Many of these non standard applications are now incompatible with any current browser, IE8 quirks mode doesn't always work with them and sometimes its necessary to disable many of the new security features.
They also intentionally neglected to update their browser for many years and severely handicapped progress on the web. Had it not been for firefox, it's likely they never would have updated anything either.
If you wrote a standards compliant application and tested it with multiple browsers, then it would run on any browser today and people wouldn't be locked to IE6.
Hmm yeah, I remember using something like 0.7 in 2003, think it was called Firebird then.
Need I mention that Microsoft committed themselves to long-term support for the platform, or that businesses being able to target IE6 and then just sit on that code for ten years was part of the sales pitch?
That manager certainly isn't very convincing--it's painfully clear he's a PR flack and not someone who's at all informed on the issue. (Microsoft's UK managers seem to have demonstrated an above average ability for putting there foot in their mouths. There was that thing about comparing Win7 to the Mac a few months ago, and I vaguely recall something else earlier last year that I can't quite place.)
Still I think it's overreaching to say Microsoft doesn't give a damn about security. The vulnerability does exist in all major versions, but DEP and Protected Mode do neutralize any attacks at this point, and it's going to be far harder to contruct an effective exploit against browsers in which those are enabled. That's not spin, but simply the defense in depth strategy doing what it's supposed to do: provide additional layers of protection when one fails.
I think a lot can be attributed to overall technological ignorance on behalf of the Governments (not an excuse, just some context behind their irresponsibility).
It's a bug, software has bugs, but it's Microsoft and IE, so it is instantly a sensationalist headline and used as a crutch for those who generally scream their heads off about alternative browsers to finally have something which resembling an audible whisper.
But it's a far more serious bug due to the prevalence of windows and ie.
Look at it from a hacker's point of view, you can guarantee that any large corporation or government you want to target will be running windows/ie/msoffice on all their desktops... This is very useful for a hacker, you need 1 exploit, 1 backdoor and 1 skillset.
By contrast, if you couldn't be sure wether your victims ran windows, linux, bsd, mac or whatever else and couldn't be sure if they ran firefox, chrome or opera your attacks become much more difficult. You have to discover what your targets run first, and then look for exploits knowing full well that any exploits you develop will only target a small percentage of your targets.
And from the targets standpoint, having no choice but to use windows/ie is a very bad state because even if unpatched 0day exploits are everywhere, there is very little you can do about it. If you have the freedom to choose your software then it becomes easy to switch if one vendor is failing to fix issues and you can choose the software which best suits you rather than having no choice...
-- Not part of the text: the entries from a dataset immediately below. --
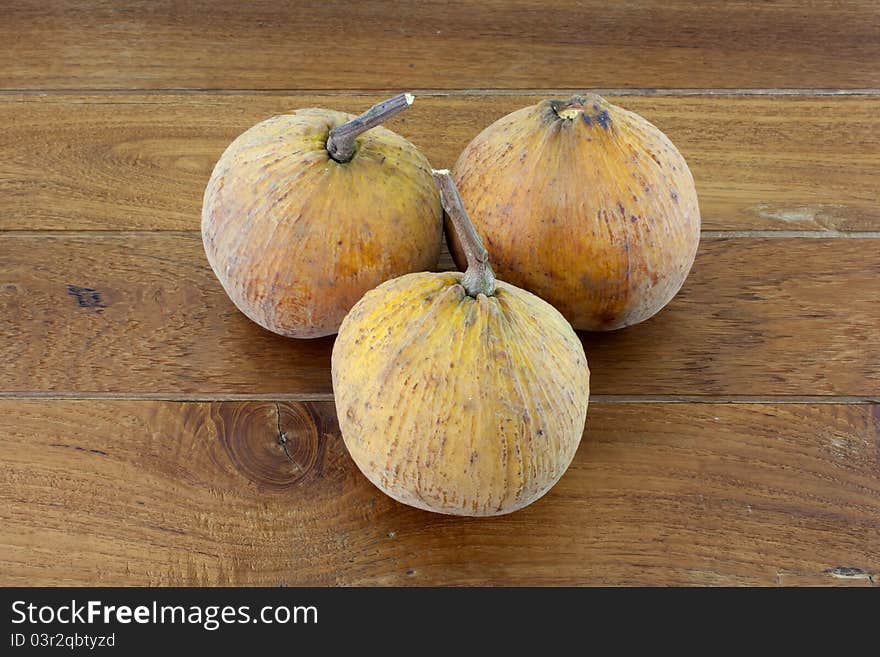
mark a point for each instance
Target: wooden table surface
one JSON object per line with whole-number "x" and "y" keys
{"x": 732, "y": 439}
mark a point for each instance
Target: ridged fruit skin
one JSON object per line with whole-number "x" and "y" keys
{"x": 459, "y": 405}
{"x": 296, "y": 238}
{"x": 596, "y": 213}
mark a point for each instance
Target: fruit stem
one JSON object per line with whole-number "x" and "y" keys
{"x": 340, "y": 143}
{"x": 479, "y": 277}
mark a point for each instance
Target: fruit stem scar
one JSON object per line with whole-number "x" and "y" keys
{"x": 340, "y": 143}
{"x": 479, "y": 277}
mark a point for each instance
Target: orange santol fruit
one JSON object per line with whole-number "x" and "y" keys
{"x": 585, "y": 204}
{"x": 307, "y": 211}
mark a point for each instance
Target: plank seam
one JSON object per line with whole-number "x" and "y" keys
{"x": 317, "y": 397}
{"x": 620, "y": 91}
{"x": 705, "y": 234}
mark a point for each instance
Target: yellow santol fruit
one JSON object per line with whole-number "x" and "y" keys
{"x": 457, "y": 393}
{"x": 587, "y": 205}
{"x": 307, "y": 211}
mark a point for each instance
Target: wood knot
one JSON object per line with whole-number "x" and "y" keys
{"x": 274, "y": 445}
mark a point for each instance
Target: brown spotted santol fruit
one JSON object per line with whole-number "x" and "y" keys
{"x": 306, "y": 211}
{"x": 457, "y": 393}
{"x": 585, "y": 204}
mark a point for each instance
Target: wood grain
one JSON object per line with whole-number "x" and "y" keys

Do you really think google would have been using IE if they had any choice? They make their own browser which is a lot better, there has to be some proprietary apps locking them to ie.
If you're that sort of hacker you're in luck in the UK, all the councils I've worked for here in the last 7 years are using the Win XP/IE6 combo for their apps for Housing and Social Services, and no end in sight. Their excuse is they have hardware firewalls in place.
Some only upgraded a few years ago from Win95.
There are a few open-source solutions at the back end but the desktops and email are all MS.